The booms and busts have caused great redistributions of wealth. People who bought into the stock market or housing market did either well or poorly, depending on their timing. People will judge the fairness of these outcomes in terms of what they were told, and what kinds of implicit promises they inferred.

What were people in all these countries told about the markets in which they invested? Was it all really truthful? Unfortunately, there is no way to find out. Policymakers can provide only general responses, not deal with all cases individually.

We do know that recent economic growth in many countries has been spectacular. But were investments in their markets oversold? Did cynical salespeople in these and other countries lead people to believe that the boom times would produce wealth for everyone?

To be sure, while there may have been much ‘cheap talk’ – general advice with disclaimers – most of the losers in this game are not starving. But we cannot blithely conclude that all the losses should be allowed to stand in full force.

The gnawing problem is one of ‘good faith’. Economies prosper only on the perception that ‘good faith’ exists. The current situation, in which speculative booms have driven the world economy – and, having collapsed, are now driving it into recession – suggests that there may have been a lot of bad faith by people promoting certain investments.

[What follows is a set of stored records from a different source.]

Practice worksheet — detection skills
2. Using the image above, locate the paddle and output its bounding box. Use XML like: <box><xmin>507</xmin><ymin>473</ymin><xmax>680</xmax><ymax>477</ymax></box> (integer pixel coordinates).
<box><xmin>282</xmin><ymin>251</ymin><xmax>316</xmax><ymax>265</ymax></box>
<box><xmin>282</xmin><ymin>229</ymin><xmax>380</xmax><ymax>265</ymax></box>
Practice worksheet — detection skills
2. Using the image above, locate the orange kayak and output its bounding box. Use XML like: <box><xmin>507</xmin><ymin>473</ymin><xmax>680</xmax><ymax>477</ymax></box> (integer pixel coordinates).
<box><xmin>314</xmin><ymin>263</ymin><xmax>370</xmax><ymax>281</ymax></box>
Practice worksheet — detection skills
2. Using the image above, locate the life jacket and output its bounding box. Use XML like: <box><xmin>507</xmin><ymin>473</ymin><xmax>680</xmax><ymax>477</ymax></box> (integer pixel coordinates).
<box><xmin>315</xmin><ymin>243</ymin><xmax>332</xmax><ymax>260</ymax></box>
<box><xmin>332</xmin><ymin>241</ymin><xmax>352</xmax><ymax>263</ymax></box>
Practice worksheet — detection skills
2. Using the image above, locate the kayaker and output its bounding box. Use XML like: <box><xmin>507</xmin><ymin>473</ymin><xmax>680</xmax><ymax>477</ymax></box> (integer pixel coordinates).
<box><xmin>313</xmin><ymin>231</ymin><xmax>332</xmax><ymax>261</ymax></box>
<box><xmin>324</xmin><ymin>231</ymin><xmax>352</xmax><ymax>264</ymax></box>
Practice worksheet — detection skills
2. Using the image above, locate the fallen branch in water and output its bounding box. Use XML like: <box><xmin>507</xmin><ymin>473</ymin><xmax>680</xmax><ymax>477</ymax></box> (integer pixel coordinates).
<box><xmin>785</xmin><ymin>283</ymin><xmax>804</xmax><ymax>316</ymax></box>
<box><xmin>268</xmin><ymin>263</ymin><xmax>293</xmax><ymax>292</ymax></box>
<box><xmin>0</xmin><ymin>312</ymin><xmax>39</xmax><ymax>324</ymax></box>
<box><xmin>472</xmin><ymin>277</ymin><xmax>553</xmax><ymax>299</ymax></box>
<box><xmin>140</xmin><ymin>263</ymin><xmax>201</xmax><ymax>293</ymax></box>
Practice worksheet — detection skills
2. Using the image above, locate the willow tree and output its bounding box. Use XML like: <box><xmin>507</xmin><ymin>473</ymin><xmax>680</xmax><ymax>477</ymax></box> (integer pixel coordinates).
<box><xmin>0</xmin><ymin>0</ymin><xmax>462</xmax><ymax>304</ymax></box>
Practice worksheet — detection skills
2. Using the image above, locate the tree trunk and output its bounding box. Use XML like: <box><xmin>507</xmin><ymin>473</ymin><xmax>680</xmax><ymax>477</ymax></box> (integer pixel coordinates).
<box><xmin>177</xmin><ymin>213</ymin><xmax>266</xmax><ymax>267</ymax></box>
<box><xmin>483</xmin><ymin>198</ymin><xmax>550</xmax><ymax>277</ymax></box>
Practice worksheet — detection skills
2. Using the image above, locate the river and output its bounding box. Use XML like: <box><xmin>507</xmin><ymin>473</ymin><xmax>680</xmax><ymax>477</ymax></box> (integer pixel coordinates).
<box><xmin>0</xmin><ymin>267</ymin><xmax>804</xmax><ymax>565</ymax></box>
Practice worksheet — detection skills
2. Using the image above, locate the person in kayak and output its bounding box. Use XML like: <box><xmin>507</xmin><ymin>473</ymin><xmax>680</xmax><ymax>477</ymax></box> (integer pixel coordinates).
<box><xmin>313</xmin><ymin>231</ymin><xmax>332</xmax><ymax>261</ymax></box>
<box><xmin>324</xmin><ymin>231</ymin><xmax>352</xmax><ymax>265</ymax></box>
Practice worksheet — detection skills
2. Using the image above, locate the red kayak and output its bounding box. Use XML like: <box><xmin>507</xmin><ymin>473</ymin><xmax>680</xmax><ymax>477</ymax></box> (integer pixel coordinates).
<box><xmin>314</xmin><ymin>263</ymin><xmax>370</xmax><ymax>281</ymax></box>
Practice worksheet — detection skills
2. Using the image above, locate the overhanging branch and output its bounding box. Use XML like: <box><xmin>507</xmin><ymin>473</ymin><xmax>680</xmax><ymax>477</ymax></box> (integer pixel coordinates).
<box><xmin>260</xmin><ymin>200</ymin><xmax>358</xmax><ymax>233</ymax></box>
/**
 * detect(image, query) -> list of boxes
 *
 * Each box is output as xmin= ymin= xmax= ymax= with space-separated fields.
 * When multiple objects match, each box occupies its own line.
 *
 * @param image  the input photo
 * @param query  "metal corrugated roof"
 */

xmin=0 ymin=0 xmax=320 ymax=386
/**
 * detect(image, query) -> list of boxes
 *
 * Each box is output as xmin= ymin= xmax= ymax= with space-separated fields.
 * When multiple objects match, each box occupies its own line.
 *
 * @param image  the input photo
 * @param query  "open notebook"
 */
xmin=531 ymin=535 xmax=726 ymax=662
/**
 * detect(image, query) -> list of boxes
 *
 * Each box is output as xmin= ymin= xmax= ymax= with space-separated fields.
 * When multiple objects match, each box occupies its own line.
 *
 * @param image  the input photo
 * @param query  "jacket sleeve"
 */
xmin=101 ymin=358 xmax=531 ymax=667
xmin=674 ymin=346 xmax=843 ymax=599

Consider investors in Fannie and Freddie bonds. While the US government never officially promised to bail them out, it did create a special agency, the Office of Federal Housing Enterprise Oversight, which was to assess their strength in an annual report. But this agency never even acknowledged that there was a housing bubble. Government leaders gave no warnings.

So can we really say that investors must suffer the full consequences of any losses? How can this be fair?

The world is discovering capitalism and its power to transform economies. But capitalism relies on good faith. A perception of unfair treatment can be deadly to economic growth, because it means that people will lose trust in businesses, and hence be less willing to offer to them their precious capital and labor. Is that outcome morally superior to a bailout?

Robert Shiller is Professor of Economics at Yale, chief economist at MacroMarkets LLC and is the author of "Subprime Solution: How Today’s Global Financial Crisis Happened and What to Do About It".